This program performs breadth-first traversal of a tree,
placing the results in a list in that order.
It can be run in "reverse"
(see also Append)
to find those trees, if any, that would give a particular
list when traversed:
append(nil, B, B).
append(cons(A,As), B, cons(A, AsB))
<= append(As, B, AsB).
bft(nil, nil).
bft(cons(fork(empty, E, empty), Q), cons(E, BFL))
<= bft(Q, BFL).
bft(cons(fork(empty, E, R), Q), cons(E, BFL))
<= append(Q, cons(R,nil), Q2) and bft(Q2, BFL).
bft(cons(fork(L, E, empty), Q), cons(E, BFL))
<= append(Q, cons(L,nil), Q2) and bft(Q2, BFL).
bft(cons(fork(L, E, R), Q), cons(E, BFL))
<= append(Q, cons(L,cons(R,nil)), Q2) and bft(Q2, BFL).
{Query:}
? bft(cons(T,nil), cons(a, cons(b, cons(c, nil)))).
{comment one query out:
? bft(cons(fork(fork(empty,1,empty),
2,
fork(empty,3,empty)), nil), BFL).
}
{Loosely based on csc3030 Programming Paradigms exam Q5 1994}
{have to make the rules exclusive and exhaustive for the toy}
{interpreter - muprolog is cleverer }
{see the muprolog examples directory for the real thing. }
There are, in general, multiple trees that would give the
same breadth-first order to a given list of nodes.
Infix Tree Traversal
A program can easily be written
to perform infix traversal of a binary tree.

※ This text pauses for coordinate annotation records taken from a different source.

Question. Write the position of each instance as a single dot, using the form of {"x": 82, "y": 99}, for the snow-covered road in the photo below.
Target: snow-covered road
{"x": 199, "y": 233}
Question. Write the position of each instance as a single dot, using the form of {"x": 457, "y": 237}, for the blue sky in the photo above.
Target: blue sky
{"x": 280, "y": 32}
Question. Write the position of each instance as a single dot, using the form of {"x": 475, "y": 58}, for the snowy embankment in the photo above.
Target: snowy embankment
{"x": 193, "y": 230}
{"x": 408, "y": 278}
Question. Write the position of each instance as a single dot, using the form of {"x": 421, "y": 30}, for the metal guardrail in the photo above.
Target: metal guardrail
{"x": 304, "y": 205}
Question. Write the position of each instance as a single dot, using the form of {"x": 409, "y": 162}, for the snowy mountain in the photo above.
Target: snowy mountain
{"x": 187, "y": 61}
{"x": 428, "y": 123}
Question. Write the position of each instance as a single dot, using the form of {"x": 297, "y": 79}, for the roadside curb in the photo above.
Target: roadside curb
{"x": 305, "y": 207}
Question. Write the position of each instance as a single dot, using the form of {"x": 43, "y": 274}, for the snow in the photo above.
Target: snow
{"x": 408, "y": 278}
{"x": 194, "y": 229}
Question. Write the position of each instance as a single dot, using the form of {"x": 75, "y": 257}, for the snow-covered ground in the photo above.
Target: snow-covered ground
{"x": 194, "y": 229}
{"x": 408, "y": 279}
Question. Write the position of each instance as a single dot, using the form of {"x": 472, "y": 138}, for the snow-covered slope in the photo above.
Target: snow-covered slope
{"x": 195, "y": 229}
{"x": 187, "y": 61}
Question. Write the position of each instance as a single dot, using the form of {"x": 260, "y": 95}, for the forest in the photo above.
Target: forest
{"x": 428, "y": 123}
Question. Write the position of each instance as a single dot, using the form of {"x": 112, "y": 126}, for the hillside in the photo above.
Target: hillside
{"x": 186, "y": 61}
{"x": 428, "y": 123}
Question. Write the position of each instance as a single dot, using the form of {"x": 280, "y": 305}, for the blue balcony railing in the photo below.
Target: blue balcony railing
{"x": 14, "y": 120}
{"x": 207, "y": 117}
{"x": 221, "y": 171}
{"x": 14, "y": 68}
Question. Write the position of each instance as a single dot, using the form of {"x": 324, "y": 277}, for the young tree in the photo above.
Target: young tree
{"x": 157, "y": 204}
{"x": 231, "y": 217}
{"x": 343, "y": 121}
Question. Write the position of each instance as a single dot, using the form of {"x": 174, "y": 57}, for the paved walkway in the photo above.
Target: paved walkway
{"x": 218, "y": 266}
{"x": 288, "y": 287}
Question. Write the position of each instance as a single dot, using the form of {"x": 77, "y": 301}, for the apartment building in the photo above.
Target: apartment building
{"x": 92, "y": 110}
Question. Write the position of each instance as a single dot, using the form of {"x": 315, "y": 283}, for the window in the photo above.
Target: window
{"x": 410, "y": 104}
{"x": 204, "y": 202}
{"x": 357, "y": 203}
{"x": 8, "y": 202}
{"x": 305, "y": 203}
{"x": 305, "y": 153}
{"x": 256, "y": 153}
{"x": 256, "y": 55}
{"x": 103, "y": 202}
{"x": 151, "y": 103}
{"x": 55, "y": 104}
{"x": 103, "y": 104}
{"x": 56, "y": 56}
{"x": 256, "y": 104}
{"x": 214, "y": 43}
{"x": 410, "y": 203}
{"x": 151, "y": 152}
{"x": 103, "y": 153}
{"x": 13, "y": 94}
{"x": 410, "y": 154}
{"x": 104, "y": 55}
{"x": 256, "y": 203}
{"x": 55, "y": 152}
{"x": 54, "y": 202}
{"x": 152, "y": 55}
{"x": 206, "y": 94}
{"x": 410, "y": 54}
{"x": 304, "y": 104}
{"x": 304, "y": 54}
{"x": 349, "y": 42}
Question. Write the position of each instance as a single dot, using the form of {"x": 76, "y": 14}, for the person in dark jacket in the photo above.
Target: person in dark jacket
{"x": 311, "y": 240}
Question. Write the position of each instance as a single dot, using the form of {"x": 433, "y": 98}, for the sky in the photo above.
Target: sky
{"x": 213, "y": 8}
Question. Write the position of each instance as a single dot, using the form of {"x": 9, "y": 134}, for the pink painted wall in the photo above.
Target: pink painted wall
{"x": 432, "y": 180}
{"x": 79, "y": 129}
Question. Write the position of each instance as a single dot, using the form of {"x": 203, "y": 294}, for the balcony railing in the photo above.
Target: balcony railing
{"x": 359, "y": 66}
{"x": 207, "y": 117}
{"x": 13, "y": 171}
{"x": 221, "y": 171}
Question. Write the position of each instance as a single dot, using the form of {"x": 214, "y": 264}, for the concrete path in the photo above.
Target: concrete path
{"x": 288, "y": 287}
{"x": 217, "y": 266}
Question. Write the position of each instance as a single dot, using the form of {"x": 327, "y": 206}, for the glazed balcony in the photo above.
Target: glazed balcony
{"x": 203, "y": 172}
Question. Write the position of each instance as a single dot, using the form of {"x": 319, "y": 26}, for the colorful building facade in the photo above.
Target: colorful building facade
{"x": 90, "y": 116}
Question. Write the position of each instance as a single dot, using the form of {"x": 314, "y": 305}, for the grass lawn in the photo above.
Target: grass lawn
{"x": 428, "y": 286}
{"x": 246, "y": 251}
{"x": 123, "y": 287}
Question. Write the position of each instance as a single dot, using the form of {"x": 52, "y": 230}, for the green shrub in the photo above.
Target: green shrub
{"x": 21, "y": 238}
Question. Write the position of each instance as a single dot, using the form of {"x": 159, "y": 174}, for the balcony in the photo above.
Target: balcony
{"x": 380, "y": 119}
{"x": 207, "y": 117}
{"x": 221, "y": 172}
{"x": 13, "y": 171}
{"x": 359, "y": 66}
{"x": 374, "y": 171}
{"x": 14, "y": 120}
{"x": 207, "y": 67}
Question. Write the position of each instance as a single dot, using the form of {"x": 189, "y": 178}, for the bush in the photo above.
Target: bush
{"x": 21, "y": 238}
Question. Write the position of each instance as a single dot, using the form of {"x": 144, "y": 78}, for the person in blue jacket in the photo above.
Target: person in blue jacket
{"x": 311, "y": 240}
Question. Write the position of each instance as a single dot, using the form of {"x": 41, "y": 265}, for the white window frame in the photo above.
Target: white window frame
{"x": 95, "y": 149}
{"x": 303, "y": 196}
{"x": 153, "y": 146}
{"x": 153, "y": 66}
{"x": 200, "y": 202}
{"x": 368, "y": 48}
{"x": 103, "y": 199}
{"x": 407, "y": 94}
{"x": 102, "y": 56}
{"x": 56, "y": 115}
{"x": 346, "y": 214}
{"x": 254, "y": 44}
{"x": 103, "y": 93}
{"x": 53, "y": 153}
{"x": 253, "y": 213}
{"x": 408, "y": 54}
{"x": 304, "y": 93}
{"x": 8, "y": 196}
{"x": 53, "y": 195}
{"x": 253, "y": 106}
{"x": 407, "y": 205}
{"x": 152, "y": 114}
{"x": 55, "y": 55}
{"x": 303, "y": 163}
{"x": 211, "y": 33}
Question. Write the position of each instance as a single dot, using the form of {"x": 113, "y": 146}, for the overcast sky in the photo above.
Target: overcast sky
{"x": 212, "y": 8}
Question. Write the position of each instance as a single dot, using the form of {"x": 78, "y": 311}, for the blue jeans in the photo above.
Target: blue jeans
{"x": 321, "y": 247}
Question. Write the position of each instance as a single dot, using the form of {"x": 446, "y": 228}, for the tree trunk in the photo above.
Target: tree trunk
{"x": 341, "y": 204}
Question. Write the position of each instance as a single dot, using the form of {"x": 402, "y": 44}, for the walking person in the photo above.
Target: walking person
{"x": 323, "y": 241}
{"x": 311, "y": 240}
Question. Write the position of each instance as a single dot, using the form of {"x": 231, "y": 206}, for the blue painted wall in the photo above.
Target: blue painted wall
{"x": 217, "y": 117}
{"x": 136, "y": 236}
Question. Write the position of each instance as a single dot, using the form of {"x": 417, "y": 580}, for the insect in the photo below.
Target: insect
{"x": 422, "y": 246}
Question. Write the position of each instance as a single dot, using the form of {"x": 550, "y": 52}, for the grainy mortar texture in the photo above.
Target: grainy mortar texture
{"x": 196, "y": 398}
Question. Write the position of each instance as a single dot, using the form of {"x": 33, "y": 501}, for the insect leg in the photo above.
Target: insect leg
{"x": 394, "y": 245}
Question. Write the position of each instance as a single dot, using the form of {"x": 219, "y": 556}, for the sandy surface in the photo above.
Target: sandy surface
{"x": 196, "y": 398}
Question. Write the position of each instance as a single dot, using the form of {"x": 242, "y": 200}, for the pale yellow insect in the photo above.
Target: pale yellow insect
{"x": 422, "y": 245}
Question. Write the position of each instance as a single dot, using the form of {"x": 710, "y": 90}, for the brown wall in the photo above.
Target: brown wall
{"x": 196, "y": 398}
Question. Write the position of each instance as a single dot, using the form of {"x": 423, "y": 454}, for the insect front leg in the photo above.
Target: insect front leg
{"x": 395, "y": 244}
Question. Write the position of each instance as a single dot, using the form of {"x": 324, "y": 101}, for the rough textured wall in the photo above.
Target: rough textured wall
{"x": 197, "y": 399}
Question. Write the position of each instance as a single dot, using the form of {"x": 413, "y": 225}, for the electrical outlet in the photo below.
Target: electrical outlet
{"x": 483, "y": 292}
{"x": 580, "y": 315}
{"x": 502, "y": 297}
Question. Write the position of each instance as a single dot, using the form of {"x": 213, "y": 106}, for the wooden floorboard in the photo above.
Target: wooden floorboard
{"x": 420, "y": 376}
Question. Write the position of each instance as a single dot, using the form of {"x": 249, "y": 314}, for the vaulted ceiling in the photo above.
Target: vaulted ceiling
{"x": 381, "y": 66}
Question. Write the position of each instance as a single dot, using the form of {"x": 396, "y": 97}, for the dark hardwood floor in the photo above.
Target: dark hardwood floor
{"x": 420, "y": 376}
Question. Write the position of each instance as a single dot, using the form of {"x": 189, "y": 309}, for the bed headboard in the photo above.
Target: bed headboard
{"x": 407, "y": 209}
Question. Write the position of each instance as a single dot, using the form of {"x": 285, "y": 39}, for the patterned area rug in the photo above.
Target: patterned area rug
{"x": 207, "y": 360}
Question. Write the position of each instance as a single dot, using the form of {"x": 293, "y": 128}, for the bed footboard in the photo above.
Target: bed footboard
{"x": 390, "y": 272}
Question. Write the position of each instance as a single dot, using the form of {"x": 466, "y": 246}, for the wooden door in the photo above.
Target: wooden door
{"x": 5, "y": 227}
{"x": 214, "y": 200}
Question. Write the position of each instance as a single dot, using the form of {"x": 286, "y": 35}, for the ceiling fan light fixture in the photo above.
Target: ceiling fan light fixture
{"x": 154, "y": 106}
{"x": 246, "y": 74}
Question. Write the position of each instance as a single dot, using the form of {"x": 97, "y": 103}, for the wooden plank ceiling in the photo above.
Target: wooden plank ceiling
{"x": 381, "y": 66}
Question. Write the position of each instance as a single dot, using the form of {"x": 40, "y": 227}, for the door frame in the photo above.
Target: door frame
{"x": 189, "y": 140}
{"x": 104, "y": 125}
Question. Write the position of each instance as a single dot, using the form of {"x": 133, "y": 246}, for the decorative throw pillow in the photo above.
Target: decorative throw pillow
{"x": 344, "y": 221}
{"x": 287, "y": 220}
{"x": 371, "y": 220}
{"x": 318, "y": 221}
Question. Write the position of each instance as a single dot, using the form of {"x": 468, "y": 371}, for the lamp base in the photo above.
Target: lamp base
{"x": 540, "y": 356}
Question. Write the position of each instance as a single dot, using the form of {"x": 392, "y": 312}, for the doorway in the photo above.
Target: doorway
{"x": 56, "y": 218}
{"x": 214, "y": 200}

However this will not easily run backwards
in a Prolog system with only a simple top-down left-to-right
evaluation strategy.
Either a more complex evaluation strategy is needed
or the program must be modified:
append(c(H,T), L, c(H,T2)) <= append(T, L, T2).
append(nil, L, L).
unground(someUniqueNonsense).
{a hack! eg. unground(X) }
ground(X) <= not unground(X).
{a hack! eg. ground(c( , )) }
{does not consider the possibility of}
{being partially ground.}
{-----------------}
{only if the tree is ground, loops otherwise:}
infix1(fork(L,E,R), INF)
<= infix(L, LI) and infix(R, RI) and
append(LI, c(E,RI), INF) .
{only if the list is ground, loops otherwise:}
infix2(fork(L,E,R), INF)
<= append(LI, c(E,RI), INF) and
infix(L, LI) and infix(R, RI) .
infix(leaf(L), c(L,nil)).
infix(T,L) <= ground(T) and infix1(T,L).
infix(T,L) <= ground(L) and infix2(T,L).
{Query:}
? infix(T, c(1,c(2,c(3,c(4,c(5,nil))))) ).
{other query commented out:
? infix( fork(fork(leaf(1),2,leaf(3)),
4,
fork(leaf(5),6,leaf(7))), L).
}
{ Infix tree traversal, assumes strict top-down }
{ left-to-right search. Loosely based on CSC3030 }
{ Programming Paradigms exam, Q3; June 1993. }
{ Muprolog does not need the hack because it can }
{ dynamically reorder atoms within the query. }
{ The proper (Muprolog) example is in another directory. }